Un signo devocional significativo es la procesión. Ésta hunde sus raíces en el Antiguo Testamento, en la marcha del Éxodo, de la esclavitud de Egipto a la Tierra Prometida. Según el Libro de los Números el Pueblo hebreo se puso en movimiento, según el orden de las tribus. El Deuteroisaías y el Libro de Esdras presentan el regreso del exilio de Babilonia a Jerusalén como una festiva y alegre procesión. Caminan cantando salmos, dirigiendo sus pasos a la reconstrucción de su Templo y de su Patria. En el Nuevo Testamento, la procesión que destaca es la entrada de Jesús en Jerusalén, la cual marca la conclusión ritual de su peregrinación por este mundo, y el preludio de su Misterio Pascual.

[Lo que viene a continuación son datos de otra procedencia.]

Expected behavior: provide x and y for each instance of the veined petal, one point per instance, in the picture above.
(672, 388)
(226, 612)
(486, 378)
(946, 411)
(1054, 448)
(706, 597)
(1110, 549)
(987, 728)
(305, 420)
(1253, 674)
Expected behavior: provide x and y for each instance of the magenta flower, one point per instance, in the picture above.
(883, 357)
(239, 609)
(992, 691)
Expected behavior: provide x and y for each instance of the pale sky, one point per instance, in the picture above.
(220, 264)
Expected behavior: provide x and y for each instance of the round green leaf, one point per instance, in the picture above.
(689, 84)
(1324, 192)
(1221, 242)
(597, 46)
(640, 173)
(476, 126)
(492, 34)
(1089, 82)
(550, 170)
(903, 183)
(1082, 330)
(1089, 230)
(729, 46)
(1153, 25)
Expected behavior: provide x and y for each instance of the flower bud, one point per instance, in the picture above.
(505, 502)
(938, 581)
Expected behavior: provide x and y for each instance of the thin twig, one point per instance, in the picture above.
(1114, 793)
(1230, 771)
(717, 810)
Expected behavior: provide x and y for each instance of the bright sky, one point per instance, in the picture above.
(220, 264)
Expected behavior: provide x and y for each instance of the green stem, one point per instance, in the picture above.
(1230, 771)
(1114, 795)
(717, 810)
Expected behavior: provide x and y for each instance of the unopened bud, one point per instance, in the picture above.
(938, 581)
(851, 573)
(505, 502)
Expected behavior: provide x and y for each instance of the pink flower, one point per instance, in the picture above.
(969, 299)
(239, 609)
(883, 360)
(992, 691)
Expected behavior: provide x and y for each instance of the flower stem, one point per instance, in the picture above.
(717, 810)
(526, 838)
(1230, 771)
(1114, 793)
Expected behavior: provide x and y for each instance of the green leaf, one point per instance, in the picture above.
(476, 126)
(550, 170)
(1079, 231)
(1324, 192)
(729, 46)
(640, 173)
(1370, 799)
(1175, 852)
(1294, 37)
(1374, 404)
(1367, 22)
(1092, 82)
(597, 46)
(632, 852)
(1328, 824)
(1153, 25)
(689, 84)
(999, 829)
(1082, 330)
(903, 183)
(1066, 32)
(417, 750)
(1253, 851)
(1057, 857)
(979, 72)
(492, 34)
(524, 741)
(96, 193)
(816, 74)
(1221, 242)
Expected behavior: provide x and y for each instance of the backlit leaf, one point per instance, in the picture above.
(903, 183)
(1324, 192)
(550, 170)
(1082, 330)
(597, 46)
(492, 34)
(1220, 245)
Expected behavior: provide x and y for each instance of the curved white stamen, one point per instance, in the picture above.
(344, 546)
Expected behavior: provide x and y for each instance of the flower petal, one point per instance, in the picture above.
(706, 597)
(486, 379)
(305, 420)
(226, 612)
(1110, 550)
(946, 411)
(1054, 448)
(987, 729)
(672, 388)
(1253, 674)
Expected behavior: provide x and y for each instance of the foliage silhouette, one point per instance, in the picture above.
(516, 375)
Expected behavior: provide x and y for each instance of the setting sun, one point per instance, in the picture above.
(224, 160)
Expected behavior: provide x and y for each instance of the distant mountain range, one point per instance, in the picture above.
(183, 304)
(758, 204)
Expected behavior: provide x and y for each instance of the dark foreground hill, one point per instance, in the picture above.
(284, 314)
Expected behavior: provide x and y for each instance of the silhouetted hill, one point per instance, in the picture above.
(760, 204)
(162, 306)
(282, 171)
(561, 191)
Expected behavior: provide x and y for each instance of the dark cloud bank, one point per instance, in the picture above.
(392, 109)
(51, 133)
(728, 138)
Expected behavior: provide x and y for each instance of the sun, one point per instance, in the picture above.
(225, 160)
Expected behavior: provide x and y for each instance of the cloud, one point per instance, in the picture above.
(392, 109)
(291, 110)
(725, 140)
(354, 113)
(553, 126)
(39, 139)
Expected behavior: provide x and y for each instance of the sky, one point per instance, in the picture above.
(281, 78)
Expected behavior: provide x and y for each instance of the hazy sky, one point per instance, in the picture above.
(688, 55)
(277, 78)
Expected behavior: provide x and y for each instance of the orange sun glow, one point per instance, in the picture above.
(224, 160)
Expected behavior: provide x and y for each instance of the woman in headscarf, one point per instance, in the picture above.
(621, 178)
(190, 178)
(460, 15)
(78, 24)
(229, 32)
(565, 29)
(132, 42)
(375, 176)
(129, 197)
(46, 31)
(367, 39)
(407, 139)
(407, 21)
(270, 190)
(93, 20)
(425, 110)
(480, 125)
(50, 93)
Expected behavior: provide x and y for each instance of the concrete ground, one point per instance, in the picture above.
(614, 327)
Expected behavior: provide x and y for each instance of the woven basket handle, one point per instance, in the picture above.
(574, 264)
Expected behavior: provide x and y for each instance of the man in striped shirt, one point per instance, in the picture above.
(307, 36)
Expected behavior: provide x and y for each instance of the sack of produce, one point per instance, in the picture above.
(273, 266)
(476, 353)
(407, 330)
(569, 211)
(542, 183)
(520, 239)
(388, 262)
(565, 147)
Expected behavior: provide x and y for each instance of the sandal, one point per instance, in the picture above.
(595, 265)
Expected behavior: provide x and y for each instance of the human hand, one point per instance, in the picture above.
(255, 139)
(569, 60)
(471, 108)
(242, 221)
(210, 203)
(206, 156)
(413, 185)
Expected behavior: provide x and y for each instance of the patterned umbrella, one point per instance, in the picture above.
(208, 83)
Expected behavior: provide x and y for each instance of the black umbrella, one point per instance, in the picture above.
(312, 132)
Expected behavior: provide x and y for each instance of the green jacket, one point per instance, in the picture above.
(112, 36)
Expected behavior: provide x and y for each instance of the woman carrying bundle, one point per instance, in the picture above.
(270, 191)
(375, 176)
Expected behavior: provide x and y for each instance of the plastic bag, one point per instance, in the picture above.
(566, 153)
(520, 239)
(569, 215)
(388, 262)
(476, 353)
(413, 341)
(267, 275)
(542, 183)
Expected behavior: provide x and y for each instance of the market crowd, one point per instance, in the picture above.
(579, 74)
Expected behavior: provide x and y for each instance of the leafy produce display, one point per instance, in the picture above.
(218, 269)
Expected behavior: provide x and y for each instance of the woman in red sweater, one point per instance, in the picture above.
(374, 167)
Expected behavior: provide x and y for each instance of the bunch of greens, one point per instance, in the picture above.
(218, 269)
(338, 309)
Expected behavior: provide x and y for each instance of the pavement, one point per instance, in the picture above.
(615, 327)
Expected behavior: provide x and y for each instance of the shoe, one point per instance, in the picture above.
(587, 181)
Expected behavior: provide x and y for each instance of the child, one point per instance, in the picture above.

En la historia de la Iglesia, las procesiones están presentes a partir del siglo IV, una vez concluido el largo periodo de persecuciones. Los cristianos solían trasladar los restos de los mártires, a los templos dedicados a ellos, en grandes emotivas procesiones.

La procesión es un acto comunitario de fe. Esta imagen del caminar juntos es la que está en la base de lo que significa la “sinodalidad”, la cual abarca todos los momentos y circunstancias de nuestra vida eclesial. Caminamos juntos, como hermanos, formando una sola comunidad, gracias a la unidad que genera el Espíritu de Dios, a pesar de nuestras diferencias humanas.

Hoy más que nunca, como Iglesia, necesitamos ser testimonio preclaro de que se puede caminar en fraternidad y comunión, en medio de sociedades polarizadas y enfrentadas por ideologías y preferencias políticas.

Al avanzar en procesión por calles, barrios, colonias y demás lugares donde se desarrolla la vida cotidiana, los peregrinos, como Iglesia en marcha, profesamos públicamente nuestra fe. Unidos en oración, cánticos o incluso en silencio nos reconocemos como hermanos, implicados en los mismos desafíos y problemas que debemos asumir y afrontar, conforme al plan de Dios.

La procesión del Corpus Christi es muy significativa. Los creyentes caminamos profesando nuestra fe en Jesucristo Pan de la Vida. Proclamamos que el Señor ha querido quedarse con nosotros en su Cuerpo y Sangre para ser nuestro alimento, y él bendice ciudades y poblaciones, pero sobre todo a las personas. Nosotros agradecemos tan magnífico don, que concede vida verdadera al mundo. Con esta vida divina se desarrolla en plenitud la existencia humana, en su dimensión personal, familiar, social, cultural…, “pues de la Eucaristía ha brotado a lo largo de los siglos un inmenso caudal de caridad, de participación en las dificultades de los demás, de amor y de justicia” (Benedicto XVI).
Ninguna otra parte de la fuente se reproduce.